Jesienią kibice nie zobaczą w barwach Beskidu Grzegorza Kmiecika, który miał bardzo dobrą końcówkę wiosny. To właśnie dzięki jego trafieniom andrychowianie zdobyli kilka ważnych punktów. Jednak ten doświadczony napastnik zdecydował się przejść do Babiej Góry Sucha Beskidzka, która chce walczyć o mistrzostwo w wadowickiej klasie A.
Na razie trudno mówić w Beskidzie o nabytkach. Wiadomo, że w klubie muszą trzymać się budżetu, więc nie zamierzają spełniać wygórowanych żądań zawodników. Na jednym treningu pojawił się pomocnik Kamil Wójcik, ale zrezygnował z Andrychowa, tłumacząc się uciążliwymi dojazdami, co spotkało się ze zrozumieniem ze strony szkoleniowca.
- Na razie mogę powiedzieć, że trafi do nas napastnik Wojciech Stuglik, którego miałem w Inwałdzie – wyjawia trener Adamus. - Kibice pamiętają go z Sosnowianki. Po kontuzji kolana wznowił treningi, ale do gry trzeba będzie go powoli wprowadzać. Myślę, że najwcześniej w połowie września zobaczymy jak zaprezentuje się na boisku, grając w niepełnym wymiarze czasu.

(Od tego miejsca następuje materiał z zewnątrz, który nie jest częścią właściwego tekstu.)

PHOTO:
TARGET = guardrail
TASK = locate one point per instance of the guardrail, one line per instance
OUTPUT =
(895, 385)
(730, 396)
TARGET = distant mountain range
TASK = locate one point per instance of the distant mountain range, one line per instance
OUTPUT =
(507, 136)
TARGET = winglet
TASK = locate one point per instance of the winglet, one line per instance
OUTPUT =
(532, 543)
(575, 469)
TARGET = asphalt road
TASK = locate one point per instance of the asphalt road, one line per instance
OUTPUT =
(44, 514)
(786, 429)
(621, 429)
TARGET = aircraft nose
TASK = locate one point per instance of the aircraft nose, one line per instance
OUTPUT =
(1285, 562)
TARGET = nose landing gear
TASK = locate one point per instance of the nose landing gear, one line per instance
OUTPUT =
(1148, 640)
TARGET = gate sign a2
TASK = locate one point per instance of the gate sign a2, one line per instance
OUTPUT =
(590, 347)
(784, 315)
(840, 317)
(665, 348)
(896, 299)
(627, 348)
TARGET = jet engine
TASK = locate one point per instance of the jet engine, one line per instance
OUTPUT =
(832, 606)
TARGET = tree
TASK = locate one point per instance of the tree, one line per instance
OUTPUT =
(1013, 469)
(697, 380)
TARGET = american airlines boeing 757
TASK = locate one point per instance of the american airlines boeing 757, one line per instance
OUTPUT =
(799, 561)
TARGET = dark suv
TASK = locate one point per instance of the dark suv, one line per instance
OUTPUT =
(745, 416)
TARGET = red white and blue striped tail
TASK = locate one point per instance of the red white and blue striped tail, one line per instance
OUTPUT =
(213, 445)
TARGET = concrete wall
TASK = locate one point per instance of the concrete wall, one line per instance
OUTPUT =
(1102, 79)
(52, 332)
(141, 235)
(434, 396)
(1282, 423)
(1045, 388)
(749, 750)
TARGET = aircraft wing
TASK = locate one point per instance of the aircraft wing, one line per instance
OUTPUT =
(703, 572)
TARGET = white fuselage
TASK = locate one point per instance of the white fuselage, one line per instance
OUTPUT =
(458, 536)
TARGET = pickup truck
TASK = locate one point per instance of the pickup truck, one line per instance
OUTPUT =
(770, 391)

Szkoleniowiec chciałby, aby do Beskidu dołączyło minimum czterech zawodników. Jeśli to się nie uda, zespół będzie walczył młodzieżową kadrą. - Naszą bronią jest charakter, którego nikt nam nie odbierze. Właśnie cechami wolicjonalnymi możemy zniwelować pewne braki – kończy andrychowski szkoleniowiec.
Andrychowianie nie zagrali jeszcze sparingu. Więcej o formie zespołu trener może powiedzieć po pierwszym meczu zaplanowanym na najbliższy weekend.